We explored the area around Sunsoji Temple for a while, finding more shrines and side streets with shopping. One of the highlights was a shopkeeper wearing traditional Japanese clothing who was selling wooden toys. He was teaching a tourist how play a game involving a wooden ball attached by a string to a small wooden mallet with concave heads. The object of the game was to catch the ball on the cupped part of the hammer. We stopped to watch, and soon Jacob and then Aleena were trying their hand at the game. The merchant's son arrived, and he and Jacob played a game where they tried to knock each other's wooden ball off the mallet.
It is amazing what a little marketing and enthusiasm can do, as we ended up buying three or four things at his shop. We had walked by dozens of shops that sold the same kind of wooden toys but never stopped.
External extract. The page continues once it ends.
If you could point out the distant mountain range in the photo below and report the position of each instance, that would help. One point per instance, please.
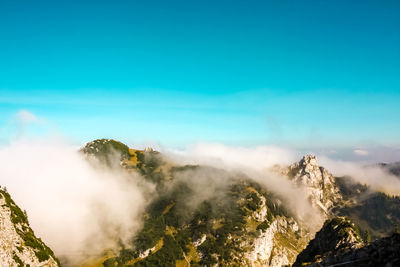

We stopped for a very uninspired dinner at a restaurant not far from our hotel in Shinjuku. Like most restaurants that I have eaten at in Asia, they serve the meals as are ready instead of timing them all to be finished at once. This works fine when you are sharing dishes family style, but I think it doesn't work so well when you are having individual dishes. This is particularly true when the waitress does not write down part of the order, as happened on this night. She did not write down Jacob's order, but we didn't know for certain until everyone else was nearly finished. Jacob and I waited for his lamb chop while the girls returned to the hotel. While he said that it was delicious, I don't think that there was more than two or three ounces of meat on this cut.